One of the better Discworld novels I have had the pleasure of being glued too, Eric is fast and fun.  Read these books and tell me that the fourth appearance of our raggedy wizard friend is not your favourite – I dare you.


3 – The Murder of Richard Ackoroyd by Agatha Christie *
Read via Kindle

I pronounce, I shout, I scream – I prefer the television-interpretation of Hercule Poirot when pitted against his original novel form.  Scoff at me all you want.  I know my opinion is fact.

Lacking his bodacious bodied personality and ability to charm; The Murder of Richard Ackoroyd finds Poirot meek.  Complicated, fluffy jargon with no substance – this murder mystery novel is as dry and boring as they come. 

The saving grace is the paramount twist.  The murder reveal bumped feelings from a one-star to two.  It was ridiculously clever and painstakingly obvious – I will not spoil it.  Would I recommend? Definitely not… I may as well spill the beans.


4 – Harry Potter and the Philosopher’s Stone by J. K. Rowling*
Read via Audible

I always have the Harry Potter audiobooks on a yearly rotation.  It would not be 2020 without some J. K. Rowling in my ears.  I have lost track of how many times my favourite literary series has engulfed me.  I am afraid I may carry this tradition on for longer than necessary.

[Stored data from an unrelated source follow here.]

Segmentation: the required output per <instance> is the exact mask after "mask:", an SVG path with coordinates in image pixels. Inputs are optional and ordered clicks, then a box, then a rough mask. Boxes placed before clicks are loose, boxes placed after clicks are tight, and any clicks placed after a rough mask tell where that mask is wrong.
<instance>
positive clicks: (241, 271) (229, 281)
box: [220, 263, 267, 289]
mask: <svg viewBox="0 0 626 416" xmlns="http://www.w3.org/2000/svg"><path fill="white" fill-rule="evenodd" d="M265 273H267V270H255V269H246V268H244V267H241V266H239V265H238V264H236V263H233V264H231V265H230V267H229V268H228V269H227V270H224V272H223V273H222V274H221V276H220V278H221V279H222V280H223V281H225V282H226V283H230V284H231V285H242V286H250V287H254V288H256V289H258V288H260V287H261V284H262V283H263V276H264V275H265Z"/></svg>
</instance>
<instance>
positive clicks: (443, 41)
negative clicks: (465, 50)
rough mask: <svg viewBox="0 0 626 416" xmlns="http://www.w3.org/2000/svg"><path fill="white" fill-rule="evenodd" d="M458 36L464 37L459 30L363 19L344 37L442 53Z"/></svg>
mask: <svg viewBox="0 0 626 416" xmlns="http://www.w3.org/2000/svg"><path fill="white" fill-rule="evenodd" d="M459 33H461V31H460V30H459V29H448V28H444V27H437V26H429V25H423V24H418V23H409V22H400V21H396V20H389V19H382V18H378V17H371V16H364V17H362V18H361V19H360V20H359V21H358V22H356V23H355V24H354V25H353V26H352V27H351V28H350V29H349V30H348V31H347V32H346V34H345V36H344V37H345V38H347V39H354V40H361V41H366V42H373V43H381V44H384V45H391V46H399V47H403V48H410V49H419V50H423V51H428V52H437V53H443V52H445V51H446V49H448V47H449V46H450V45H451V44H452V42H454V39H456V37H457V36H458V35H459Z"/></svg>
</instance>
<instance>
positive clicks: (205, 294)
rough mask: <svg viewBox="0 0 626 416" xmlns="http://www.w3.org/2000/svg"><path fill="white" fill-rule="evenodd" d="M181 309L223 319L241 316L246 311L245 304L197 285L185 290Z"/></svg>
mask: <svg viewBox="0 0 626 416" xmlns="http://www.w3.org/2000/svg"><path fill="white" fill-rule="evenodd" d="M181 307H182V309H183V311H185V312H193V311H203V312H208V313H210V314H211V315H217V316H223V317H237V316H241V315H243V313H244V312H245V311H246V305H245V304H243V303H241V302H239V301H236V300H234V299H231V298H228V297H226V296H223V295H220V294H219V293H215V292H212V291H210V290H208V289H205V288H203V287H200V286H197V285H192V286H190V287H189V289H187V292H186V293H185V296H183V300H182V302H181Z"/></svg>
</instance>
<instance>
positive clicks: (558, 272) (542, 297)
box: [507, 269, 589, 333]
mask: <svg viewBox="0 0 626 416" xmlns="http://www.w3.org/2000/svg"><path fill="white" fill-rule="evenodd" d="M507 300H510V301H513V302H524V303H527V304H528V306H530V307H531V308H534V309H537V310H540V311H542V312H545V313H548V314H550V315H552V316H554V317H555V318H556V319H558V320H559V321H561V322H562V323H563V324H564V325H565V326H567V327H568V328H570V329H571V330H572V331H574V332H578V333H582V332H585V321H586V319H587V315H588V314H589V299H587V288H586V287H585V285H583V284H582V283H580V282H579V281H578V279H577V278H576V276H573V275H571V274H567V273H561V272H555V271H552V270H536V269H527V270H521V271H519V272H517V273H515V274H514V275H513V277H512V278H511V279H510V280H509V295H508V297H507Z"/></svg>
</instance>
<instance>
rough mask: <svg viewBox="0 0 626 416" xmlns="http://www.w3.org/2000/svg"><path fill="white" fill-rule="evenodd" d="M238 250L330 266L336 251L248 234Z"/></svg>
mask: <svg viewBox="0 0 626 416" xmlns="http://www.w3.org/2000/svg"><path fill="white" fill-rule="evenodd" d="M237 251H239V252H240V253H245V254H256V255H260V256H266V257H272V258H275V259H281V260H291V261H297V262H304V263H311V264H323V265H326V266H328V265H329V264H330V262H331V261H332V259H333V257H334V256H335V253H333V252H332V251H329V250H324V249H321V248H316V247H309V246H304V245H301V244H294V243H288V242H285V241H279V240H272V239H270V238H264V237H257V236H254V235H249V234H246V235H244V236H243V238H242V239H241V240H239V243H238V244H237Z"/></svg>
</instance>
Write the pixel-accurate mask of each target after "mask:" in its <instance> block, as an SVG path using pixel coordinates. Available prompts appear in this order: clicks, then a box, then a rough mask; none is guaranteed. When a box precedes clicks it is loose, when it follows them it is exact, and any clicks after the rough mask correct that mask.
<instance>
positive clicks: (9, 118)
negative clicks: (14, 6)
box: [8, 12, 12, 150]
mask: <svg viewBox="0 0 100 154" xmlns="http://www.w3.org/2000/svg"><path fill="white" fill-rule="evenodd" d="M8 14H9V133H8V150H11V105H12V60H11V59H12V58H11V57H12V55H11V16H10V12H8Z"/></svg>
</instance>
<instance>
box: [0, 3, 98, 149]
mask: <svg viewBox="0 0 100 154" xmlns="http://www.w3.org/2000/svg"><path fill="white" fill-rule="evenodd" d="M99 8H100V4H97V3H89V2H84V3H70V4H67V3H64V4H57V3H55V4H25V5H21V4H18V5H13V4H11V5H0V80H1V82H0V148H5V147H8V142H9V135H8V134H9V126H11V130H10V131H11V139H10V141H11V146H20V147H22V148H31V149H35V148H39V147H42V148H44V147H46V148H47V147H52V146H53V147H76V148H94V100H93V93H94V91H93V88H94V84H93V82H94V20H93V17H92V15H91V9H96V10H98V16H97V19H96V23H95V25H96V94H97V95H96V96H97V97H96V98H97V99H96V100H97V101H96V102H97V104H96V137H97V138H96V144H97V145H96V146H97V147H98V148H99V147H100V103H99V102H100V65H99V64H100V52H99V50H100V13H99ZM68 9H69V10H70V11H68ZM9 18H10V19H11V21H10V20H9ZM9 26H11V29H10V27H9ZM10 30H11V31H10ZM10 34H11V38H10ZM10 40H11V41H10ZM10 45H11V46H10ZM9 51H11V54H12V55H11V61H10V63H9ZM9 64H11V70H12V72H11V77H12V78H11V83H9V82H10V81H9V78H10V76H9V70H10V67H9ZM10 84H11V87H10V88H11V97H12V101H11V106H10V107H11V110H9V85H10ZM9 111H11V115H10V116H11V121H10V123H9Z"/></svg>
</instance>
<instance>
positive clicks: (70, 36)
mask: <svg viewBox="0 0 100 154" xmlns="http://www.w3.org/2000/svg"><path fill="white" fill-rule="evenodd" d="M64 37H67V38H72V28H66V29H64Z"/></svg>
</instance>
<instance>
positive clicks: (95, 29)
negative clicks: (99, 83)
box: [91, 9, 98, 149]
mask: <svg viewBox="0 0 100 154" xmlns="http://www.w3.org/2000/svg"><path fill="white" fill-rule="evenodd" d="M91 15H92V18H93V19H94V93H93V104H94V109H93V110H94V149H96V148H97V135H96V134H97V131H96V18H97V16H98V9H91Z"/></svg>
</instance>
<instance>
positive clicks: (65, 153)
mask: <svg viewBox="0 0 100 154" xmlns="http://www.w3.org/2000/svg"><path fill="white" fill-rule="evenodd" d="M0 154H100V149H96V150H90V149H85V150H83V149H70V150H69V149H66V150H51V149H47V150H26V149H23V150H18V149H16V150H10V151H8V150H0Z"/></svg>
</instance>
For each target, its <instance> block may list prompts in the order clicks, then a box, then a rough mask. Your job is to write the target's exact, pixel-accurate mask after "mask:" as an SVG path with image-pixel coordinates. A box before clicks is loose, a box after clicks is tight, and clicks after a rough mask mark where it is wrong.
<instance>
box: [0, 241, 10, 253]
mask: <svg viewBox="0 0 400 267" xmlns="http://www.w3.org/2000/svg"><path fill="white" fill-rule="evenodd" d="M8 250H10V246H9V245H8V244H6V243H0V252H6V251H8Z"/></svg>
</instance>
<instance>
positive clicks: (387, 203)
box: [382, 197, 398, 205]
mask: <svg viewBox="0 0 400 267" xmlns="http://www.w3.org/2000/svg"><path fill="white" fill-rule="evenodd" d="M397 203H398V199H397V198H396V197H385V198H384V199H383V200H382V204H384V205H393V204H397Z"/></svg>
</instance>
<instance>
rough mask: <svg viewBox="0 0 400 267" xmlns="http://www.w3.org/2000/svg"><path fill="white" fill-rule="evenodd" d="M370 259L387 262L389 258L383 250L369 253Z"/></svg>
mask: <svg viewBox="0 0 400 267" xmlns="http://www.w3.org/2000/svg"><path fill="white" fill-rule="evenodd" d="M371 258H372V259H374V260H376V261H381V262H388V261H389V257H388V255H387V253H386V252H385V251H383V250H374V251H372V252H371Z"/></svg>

While I should really invest my time wisely with unchartered reads and novels I am yet to listen too, the Harry Potter series gives me too much joy to give up.  Why should I deny myself adoration?  I am such a geek.  My love is real. 

5 – Nine Perfect Strangers by Liannne Moriarty *
Read via Kindle

The Crazy Rich Asians trilogy left a major chick-lit sized hole in my life last year.  I am grateful therefore, that I have started filling the China Rich Girlfriend and co. gap so early into 2020.  Lianne Moriarty’s Nine Perfect Strangers,

Comedic and unsettling; versatile and mysterious – Nine Perfect Strangers is exuberantly puzzling in the most mesmerising way.  I lapped up her oddball  characters; her fierce females and complex males.  Her settings are visions of delicate delights and her story was hungrily digested.  I am a BIG, big fan.  Nine Perfect Strangers is easily the most fun I have had reading this January.


6 – Dear Girls by Ali Wong *
Read via Kindle

I just fucking love Ali Wong.  I genuinely believe she is the best thing  since sliced bread.  I heartily snorted orange juice out of my nose as she pounced through horrific first-dates.  I admired her ability to not-give-a-shit about pubic hair.  Everything about Dear Girls is frank, open and honestly delightful.

Her capabilities as a wordsmith is outstanding.  Her bare intimacy is admirable.  Her words bleed pure, ecstatic love.  When I grow up, I am not sure whether I want to be, be with, or be like Ali Wong.

Part-memoir, part-tell-all secret flurry, part love-note; Dear Girls is an outstanding autobiography and I for one, am in LOVE.  L.O.V.E


7 – Harry Potter and the Chamber of Secrets by J. K. Rowling*
Read via Audible


8 – Moriarty by Anthony Horowitz *
Read via Kindle

I feel like January 2020 is like a play of Top Trumps cards.  How many of my favvy authors can I cram into one month?  The last on my January Hitlist was my main man, Anthony Hororwitz, and his takeover of the Conan Doyle estate. 

Morirarty (that slimy, clever trickster) has been murdered, and New York detective agency, Pinkertons, and the London Police, are on a goose chase to uncover the case.  Filled with gruesome twists and littered with spells of pure madness – the estate is in a firm hands with Horowitz. 

I will not taint a second of this book.  But I shall say, that it is way too good to miss out on.